Moscow Metro station

Rumyantsevo (Румянцево) is the station on the Moscow Metro's Sokolnicheskaya Line between Troparyovo and Salaryevo. It was the 199th station on the Metro when it opened on January 18, 2016. Rumyantsevo served as the terminus of the line until Salaryevo opened on 15 February 2016.

==Location==
It is in Moskovsky Settlement, Novomoskovsky Administrative Okrug, which became part of the city of Moscow in 2012. The station is at the intersection of Kiyevskoye Highway and Rodnikovaya Ulitsa.

Rumyantsevo is the first metro station in the outlying area known as “New Moscow” and one of the few stations lying beyond the Moscow Ring Road. Its name comes from the prior village of Rumyantsevo, which was absorbed into Moscow.

==Construction and design==
Work on the first tunnel from Salaryevo began in August 2013. Tunneling of the second tunnel began in October 2013. The city initially projected an opening date sometime in 2014. Construction crews completed tunneling in October 2014.

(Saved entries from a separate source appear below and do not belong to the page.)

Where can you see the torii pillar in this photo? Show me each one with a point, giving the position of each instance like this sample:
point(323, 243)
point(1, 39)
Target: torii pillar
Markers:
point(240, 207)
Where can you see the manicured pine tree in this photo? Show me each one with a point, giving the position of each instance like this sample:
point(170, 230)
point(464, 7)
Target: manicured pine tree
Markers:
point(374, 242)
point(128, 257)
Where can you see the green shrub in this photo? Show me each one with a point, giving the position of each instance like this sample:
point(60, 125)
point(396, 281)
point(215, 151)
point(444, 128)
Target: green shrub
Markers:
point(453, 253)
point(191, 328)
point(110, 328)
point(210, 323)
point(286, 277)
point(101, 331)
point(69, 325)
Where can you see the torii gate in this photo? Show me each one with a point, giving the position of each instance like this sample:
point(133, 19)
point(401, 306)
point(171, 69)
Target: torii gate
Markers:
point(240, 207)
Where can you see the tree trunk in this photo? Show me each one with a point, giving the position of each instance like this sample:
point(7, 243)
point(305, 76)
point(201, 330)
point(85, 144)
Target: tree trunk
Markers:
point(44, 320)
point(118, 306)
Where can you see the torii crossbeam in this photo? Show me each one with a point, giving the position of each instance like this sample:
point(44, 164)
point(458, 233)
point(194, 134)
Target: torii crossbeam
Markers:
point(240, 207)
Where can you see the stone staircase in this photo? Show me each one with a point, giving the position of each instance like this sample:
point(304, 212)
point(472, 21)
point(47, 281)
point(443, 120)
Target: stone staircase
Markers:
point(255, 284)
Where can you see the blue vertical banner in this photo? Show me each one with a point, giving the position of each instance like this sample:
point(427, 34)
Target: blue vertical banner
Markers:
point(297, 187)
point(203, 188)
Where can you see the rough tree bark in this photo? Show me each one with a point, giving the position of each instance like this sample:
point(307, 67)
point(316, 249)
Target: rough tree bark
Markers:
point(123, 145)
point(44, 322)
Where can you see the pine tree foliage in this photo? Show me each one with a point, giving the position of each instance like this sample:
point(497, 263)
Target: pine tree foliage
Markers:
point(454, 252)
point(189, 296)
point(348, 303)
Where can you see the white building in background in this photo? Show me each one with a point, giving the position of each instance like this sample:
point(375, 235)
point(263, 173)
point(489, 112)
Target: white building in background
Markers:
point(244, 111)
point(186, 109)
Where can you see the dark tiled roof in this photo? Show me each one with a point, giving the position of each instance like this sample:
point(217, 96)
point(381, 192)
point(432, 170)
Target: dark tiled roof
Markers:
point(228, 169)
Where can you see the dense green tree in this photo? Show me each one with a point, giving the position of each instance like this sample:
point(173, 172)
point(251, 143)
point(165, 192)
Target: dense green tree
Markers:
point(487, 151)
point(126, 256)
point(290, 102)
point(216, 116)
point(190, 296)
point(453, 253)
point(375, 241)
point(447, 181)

In April 2014, during construction, workers found a small cache dating from the 16th century that included several vessels and some jewelry.

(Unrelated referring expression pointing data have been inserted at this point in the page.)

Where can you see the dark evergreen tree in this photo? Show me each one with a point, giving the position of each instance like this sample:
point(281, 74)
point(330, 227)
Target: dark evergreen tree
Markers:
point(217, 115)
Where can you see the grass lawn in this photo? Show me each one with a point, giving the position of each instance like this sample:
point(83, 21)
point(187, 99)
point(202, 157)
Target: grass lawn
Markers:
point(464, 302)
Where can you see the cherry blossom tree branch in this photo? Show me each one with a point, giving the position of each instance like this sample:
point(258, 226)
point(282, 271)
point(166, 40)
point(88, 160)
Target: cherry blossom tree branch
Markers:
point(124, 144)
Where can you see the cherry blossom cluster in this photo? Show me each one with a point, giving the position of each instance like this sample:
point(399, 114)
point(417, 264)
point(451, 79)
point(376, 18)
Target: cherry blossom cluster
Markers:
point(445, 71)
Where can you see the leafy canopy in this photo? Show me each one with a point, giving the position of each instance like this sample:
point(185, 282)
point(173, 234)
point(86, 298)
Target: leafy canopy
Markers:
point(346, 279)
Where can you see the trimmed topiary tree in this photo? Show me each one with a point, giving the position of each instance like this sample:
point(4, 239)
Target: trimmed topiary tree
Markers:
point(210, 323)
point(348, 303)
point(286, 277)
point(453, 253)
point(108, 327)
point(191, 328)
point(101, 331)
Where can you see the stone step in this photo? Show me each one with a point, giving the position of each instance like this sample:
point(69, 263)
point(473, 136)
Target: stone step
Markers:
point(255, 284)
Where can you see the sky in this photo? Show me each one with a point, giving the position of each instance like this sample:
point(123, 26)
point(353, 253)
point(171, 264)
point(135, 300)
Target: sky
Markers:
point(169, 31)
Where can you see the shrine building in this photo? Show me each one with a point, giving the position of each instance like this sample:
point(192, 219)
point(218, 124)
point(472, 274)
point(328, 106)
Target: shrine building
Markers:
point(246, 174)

The city completed installation of the stations's escalators in January 2015.

The station has two underground lobbies and entrances on both sides of Kievskaya Highway. An unusual feature is the second level above the platform which is used for the service and technical area. These areas are generally at the ends of the station. The interior is decorated with colorful tiles in the abstract style of Piet Mondrian.